When I won NaNoWriMo last November, I had a little over fifty thousand words, but I did not finish my story. I won, I printed out my winner’s certificate, I bought the T-shirt, and I put the story away. I figured I could finish it when things were not so hectic. I didn’t look at again until the day before yesterday. Why that day? It was Monday, June thirtieth – the day before the start of Camp NaNoWriMo.
Camp NaNoWriMo takes place twice a year and is described by some as “NaNo Light.” You can set your own word goal, starting as low as ten thousand words, and you can do any kind of writing. It doesn’t have to be a novel; it could be a memoir or a script or anything else you want to write. You also get cabin mates to help you in your Camp endeavors. My daughter has been doing it for years. She has tried to get me involved and I have always said a very definite, “No!”
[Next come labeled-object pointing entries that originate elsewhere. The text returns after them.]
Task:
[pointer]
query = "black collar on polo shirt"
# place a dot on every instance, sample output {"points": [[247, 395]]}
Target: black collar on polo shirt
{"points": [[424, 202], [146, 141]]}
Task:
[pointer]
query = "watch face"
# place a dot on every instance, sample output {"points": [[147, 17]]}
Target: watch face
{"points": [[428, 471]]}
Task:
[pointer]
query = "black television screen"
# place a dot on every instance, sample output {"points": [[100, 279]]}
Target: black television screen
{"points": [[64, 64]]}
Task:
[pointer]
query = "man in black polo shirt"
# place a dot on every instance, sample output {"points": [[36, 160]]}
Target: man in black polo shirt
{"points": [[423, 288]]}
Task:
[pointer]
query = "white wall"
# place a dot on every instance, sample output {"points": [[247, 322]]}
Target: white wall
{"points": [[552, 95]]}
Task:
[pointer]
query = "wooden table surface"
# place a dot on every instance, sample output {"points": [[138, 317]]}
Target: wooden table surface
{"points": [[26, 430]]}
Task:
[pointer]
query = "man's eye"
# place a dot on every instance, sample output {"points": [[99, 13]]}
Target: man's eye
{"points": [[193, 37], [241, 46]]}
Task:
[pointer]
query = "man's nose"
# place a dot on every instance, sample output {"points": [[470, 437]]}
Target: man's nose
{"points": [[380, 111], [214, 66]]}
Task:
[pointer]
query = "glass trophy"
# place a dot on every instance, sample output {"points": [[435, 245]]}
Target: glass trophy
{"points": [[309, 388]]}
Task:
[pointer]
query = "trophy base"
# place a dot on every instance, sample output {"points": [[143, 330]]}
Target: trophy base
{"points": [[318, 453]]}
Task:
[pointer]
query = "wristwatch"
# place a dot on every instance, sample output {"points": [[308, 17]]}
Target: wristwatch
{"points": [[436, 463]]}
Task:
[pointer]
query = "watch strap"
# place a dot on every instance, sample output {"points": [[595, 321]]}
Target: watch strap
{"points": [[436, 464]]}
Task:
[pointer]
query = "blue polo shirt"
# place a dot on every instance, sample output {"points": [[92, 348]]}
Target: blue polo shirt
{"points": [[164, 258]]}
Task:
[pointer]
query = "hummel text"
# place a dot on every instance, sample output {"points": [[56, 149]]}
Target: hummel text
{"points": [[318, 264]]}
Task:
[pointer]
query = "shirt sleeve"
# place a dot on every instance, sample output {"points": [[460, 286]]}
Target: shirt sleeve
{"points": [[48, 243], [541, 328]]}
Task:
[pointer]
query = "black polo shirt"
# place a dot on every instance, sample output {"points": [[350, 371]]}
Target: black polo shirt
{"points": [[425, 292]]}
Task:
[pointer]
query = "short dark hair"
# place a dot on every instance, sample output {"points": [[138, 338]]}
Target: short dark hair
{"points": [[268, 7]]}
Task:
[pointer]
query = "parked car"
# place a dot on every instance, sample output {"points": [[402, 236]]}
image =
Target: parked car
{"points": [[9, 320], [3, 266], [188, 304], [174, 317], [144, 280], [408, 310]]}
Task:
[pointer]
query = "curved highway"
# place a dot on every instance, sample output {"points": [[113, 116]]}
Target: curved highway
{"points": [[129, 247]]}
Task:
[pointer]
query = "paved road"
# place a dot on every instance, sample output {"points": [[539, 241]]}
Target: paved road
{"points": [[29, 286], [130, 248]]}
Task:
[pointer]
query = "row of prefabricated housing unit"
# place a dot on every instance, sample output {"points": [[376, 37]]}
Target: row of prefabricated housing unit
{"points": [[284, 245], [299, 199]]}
I was sure that one intense writing month was enough for me, but this year, I thought of my poor unfinished story and I decided I wanted to finish it.
That’s what I’m doing for Camp NaNoWriMo, which started yesterday and ends on the last day of July. I’ve set my goal at thirty thousand words, though I really have no idea how many words it will take to finish the story. I am not a planner; I just sit down, start writing, and see where the story takes me. Right now, the story is at sea, heading for a hidden island sanctuary. It’s so well hidden, I’m not sure how my characters are going to find it, but that’s okay. There’s a character on the ship who knows and I am confident that she will get us there.
I’m hoping she will do it today. I started writing the sea voyage yesterday and I only got 527 words before bedtime. I thought it was a bit early in the game to be staying up past my bedtime to write, so I decided to have faith in my ability to catch up on a better day. I only need 968 words per day to meet my goal and I tell myself that should be easy, after the 1,667 I needed in November. As of my bedtime last night, I was the only person in my cabin who had officially written anything at all. That might make me feel superior if I didn’t know that my daughter is a night person. She was writing long after I went to bed. I’m sure she has passed my total with no trouble by now.
Knowing her, she has at least tripled it. Her goal is fifty thousand words and she has never set a NaNoWriMo goal that she has not met. Her first year, she lost two weeks to friendship crises and still finished with time to spare. Those of us who engage in word wars with her do it to increase our own word counts. I don’t know of anyone who has ever won a word war with my daughter. I wish I could say she gets her writing speed from me, but the truth is, I have trouble coming up with a five hundred word blog post once a week. I’m not a bad writer but I am also not a fast writer.
That’s okay. Camp NaNoWriMo has another interesting feature: you can drop your word goal at any time.